Sibanye-Stillwater to buy US recycler Metallix for $82m, expanding North American “urban mining”
Photo: Мetallix

Sibanye-Stillwater, diversified precious-metals producer and recycler, has agreed to acquire Metallix Refining, a US-based processor of industrial waste streams, for a cash consideration of $82 million and an enterprise value of $105 million. The seller’s headline rand figure of R1.45 billion equates to about $81.2 million at today’s rate, broadly in line with the dollar price. The deal, expected to close in the third quarter of 2025 subject to regulatory approvals, will add scale, technology and feedstock to Sibanye-Stillwater’s recycling network in the United States.  

What Metallix Adds

Metallix, founded more than 60 years ago, specializes in recovering precious metals from industrial and electronic waste. Its 150,000-sq-ft refinery on a 20-acre site in Greenville, North Carolina, processes a wide spectrum of materials and produced, in the 12 months to 31 December 2024, approximately 21,000 oz of gold, 874,000 oz of silver, 48,000 oz each of palladium and platinum, 4,000 oz of rhodium, 3,000 oz of iridium and 263,000 lb (119 t) of copper from about 4.2 million lb of inbound precious-metal-bearing feed.  

Integration with US Recycling Footprint

Sibanye-Stillwater plans to integrate Metallix with its existing US recycling operations, including the Columbus metallurgical complex in Montana—one of the world’s largest recyclers of PGMs from spent autocatalysts—and the Reldan facilities acquired last year that expanded the group’s presence in Pennsylvania (with extensions in India and Mexico). Management says the combination should deepen sourcing, logistics and processing optionality across autocatalyst, industrial and e-waste streams. “We are excited to be adding Metallix to our existing recycling footprint – the scale, technology and know-how adds positively to our existing recycling operations and advances our urban mining strategy,” said CEO Neal Froneman.  

Deal Terms, Funding and Near-Term Pipeline

The purchase agreement sets a cash consideration of $82 million against a $105 million enterprise value, implying assumed liabilities and working-capital adjustments at closing. Sibanye-Stillwater has indicated that Metallix generated positive earnings and cash flow in its latest audited period, suggesting immediate contribution to group results after consolidation. Closing is targeted for the September quarter, pending US regulatory clearances. In parallel, Sibanye-Stillwater is advancing the Keliber lithium project in Finland, where the capital budget was lifted in May to €783 million (about $916.6 million at today’s rate) as scope expanded and market conditions evolved.  
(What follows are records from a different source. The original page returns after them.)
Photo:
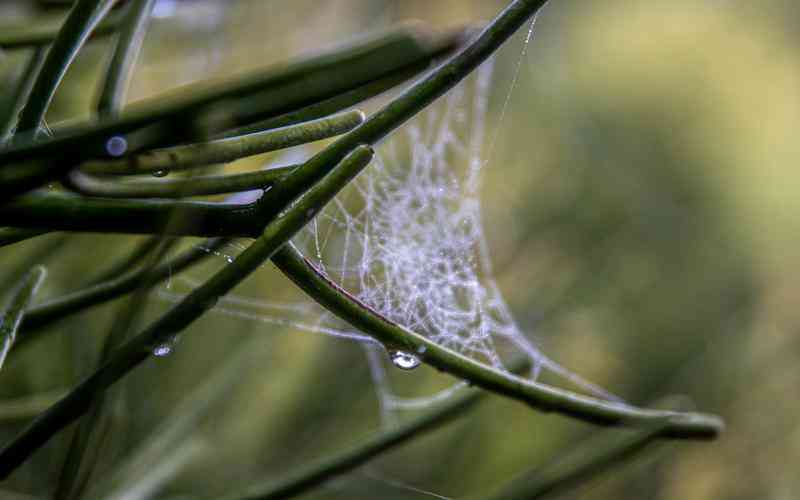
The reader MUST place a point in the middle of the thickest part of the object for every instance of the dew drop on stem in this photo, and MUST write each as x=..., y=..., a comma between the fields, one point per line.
x=116, y=146
x=165, y=348
x=404, y=360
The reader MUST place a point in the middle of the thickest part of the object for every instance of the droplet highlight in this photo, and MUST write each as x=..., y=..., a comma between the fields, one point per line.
x=404, y=360
x=116, y=146
x=166, y=348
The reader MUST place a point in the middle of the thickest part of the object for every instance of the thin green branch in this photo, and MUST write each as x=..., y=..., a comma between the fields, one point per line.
x=543, y=397
x=28, y=406
x=589, y=459
x=138, y=349
x=70, y=212
x=80, y=22
x=141, y=250
x=15, y=310
x=39, y=32
x=305, y=478
x=93, y=431
x=21, y=93
x=417, y=97
x=11, y=235
x=177, y=188
x=323, y=77
x=45, y=314
x=126, y=50
x=228, y=149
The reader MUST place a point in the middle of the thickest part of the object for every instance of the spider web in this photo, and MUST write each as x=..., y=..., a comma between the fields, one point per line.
x=406, y=239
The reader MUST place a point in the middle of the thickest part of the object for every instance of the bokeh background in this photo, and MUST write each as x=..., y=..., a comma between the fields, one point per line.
x=642, y=207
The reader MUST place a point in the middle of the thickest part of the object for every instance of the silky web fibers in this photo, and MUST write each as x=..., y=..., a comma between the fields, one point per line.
x=406, y=239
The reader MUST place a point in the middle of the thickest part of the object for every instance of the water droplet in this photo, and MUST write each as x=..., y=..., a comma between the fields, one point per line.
x=404, y=360
x=116, y=146
x=162, y=350
x=166, y=348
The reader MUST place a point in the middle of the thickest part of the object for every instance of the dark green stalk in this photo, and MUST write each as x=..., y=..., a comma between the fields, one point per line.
x=138, y=349
x=28, y=406
x=69, y=212
x=141, y=250
x=228, y=149
x=329, y=106
x=417, y=97
x=80, y=22
x=16, y=308
x=92, y=432
x=40, y=32
x=22, y=92
x=588, y=460
x=543, y=397
x=305, y=478
x=177, y=188
x=127, y=48
x=45, y=314
x=11, y=235
x=323, y=77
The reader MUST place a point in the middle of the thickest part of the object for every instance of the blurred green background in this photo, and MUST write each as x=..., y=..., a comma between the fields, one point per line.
x=643, y=213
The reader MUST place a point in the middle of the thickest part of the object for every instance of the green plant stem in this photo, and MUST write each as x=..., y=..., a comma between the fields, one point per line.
x=228, y=149
x=69, y=212
x=328, y=106
x=128, y=45
x=141, y=250
x=92, y=432
x=80, y=22
x=543, y=397
x=177, y=188
x=28, y=406
x=417, y=97
x=139, y=348
x=16, y=308
x=21, y=93
x=45, y=314
x=589, y=459
x=323, y=77
x=307, y=477
x=40, y=32
x=11, y=235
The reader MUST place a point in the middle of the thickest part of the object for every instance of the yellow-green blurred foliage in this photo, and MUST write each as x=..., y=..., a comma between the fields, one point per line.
x=642, y=205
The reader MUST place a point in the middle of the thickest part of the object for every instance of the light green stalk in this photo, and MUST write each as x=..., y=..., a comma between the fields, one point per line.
x=12, y=316
x=80, y=22
x=177, y=188
x=228, y=149
x=179, y=317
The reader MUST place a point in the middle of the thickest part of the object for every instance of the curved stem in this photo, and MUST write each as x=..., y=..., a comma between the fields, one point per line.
x=42, y=315
x=228, y=149
x=11, y=235
x=139, y=348
x=21, y=93
x=69, y=212
x=546, y=398
x=177, y=188
x=16, y=308
x=41, y=31
x=80, y=22
x=417, y=97
x=324, y=76
x=127, y=48
x=593, y=456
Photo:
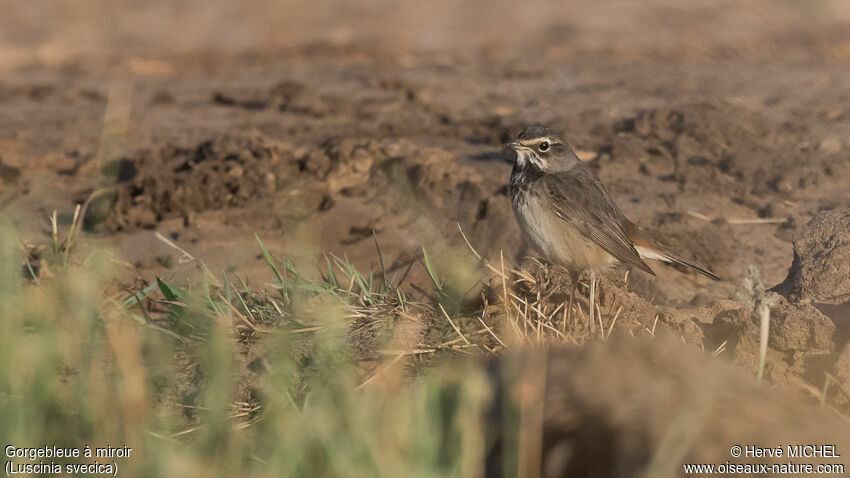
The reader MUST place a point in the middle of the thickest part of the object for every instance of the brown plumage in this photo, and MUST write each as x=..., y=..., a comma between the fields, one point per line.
x=567, y=214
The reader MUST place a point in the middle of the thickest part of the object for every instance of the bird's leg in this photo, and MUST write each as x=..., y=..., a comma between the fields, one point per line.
x=592, y=301
x=573, y=286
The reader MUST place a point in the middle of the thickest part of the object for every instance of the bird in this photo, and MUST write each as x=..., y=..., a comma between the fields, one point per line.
x=566, y=213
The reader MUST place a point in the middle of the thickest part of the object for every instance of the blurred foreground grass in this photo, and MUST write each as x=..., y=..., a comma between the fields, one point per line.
x=218, y=380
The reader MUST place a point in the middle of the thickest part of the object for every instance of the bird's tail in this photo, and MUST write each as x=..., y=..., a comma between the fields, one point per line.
x=649, y=248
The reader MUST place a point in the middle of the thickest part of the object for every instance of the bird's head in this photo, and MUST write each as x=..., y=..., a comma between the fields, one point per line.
x=540, y=147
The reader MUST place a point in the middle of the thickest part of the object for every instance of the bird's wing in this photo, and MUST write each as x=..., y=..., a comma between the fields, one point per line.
x=580, y=199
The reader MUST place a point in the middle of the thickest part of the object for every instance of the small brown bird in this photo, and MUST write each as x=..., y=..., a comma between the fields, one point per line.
x=566, y=213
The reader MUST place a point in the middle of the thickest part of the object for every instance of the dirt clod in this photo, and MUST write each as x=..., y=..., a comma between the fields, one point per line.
x=821, y=268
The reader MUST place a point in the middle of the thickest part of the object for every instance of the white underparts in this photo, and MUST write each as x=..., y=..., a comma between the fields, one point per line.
x=650, y=254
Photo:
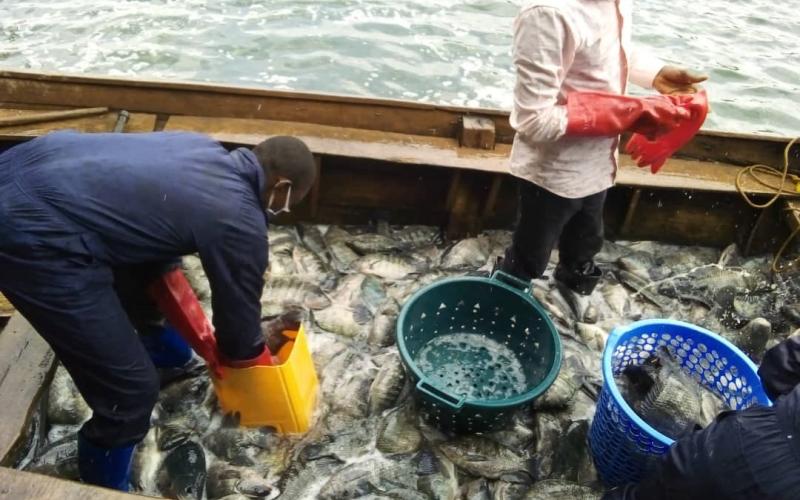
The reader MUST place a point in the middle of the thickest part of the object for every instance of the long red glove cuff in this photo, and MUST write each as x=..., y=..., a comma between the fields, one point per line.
x=656, y=152
x=177, y=301
x=602, y=114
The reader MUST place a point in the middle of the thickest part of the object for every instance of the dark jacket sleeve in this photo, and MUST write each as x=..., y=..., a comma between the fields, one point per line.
x=780, y=369
x=235, y=264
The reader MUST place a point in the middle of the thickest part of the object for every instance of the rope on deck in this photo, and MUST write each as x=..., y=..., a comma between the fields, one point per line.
x=753, y=171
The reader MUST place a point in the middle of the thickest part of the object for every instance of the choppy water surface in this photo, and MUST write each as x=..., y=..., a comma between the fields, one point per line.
x=442, y=51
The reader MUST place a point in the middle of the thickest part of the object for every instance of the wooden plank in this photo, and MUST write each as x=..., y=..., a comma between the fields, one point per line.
x=137, y=122
x=48, y=116
x=44, y=89
x=26, y=368
x=477, y=132
x=20, y=484
x=211, y=100
x=679, y=174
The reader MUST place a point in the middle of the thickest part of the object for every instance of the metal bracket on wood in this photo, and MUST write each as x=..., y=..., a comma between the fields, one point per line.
x=477, y=132
x=161, y=122
x=51, y=116
x=122, y=120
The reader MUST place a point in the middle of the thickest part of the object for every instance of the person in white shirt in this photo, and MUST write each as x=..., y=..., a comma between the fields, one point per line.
x=573, y=59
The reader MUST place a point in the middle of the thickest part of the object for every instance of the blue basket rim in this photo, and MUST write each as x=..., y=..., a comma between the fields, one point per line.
x=526, y=397
x=608, y=372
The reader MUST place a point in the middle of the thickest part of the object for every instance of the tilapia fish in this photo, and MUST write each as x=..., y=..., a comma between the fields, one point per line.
x=387, y=478
x=437, y=476
x=225, y=479
x=398, y=432
x=388, y=383
x=344, y=320
x=312, y=238
x=483, y=457
x=284, y=292
x=382, y=330
x=416, y=236
x=183, y=472
x=465, y=254
x=340, y=439
x=239, y=445
x=556, y=489
x=372, y=243
x=59, y=459
x=281, y=239
x=664, y=396
x=387, y=266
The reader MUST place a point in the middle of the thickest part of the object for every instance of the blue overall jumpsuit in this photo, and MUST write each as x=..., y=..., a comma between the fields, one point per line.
x=742, y=455
x=87, y=220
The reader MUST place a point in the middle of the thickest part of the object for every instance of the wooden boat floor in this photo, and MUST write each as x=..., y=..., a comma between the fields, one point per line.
x=19, y=484
x=26, y=368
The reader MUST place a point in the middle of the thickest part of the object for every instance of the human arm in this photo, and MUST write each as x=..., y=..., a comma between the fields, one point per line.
x=780, y=368
x=235, y=263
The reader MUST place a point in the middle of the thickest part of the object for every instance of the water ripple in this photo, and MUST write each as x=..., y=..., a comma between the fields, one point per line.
x=442, y=51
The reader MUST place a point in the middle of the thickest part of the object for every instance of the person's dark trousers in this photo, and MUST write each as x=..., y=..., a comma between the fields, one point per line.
x=545, y=219
x=57, y=277
x=740, y=456
x=131, y=284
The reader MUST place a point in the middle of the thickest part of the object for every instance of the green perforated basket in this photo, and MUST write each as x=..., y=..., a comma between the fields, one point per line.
x=500, y=309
Company Background and Market Context

Sibanye-Stillwater has repositioned its portfolio to balance primary mining with recycling, hedging against price cycles and permitting risk while diversifying by geography and feedstock type. The US platform spans mined PGM output at Stillwater and East Boulder in Montana, autocatalyst recycling at the Columbus complex, and secondary materials processing via Reldan and, post-close, Metallix. This footprint aligns with policy momentum favoring domestic critical-materials capacity, waste reduction and higher recycled content in supply chains. Metallix’s Greenville refinery adds an established, ISO-certified asset capable of handling complex industrial residues and e-scrap, complementing Sibanye-Stillwater’s established PGM-centric flows.

Copper, platinum and palladium recovered through recycling are core inputs for electrification and emissions control. Platinum and palladium prices have rebounded in 2025—platinum trading around the mid-$1,400s/oz and palladium near the low-$1,270s/oz—after multi-year weakness, supporting recycling margins. Gold remains elevated above $3,300/oz this month amid currency moves. A firmer price deck and broader feedstock access typically improve unit economics for urban mining, particularly when paired with established smelting and refining circuits.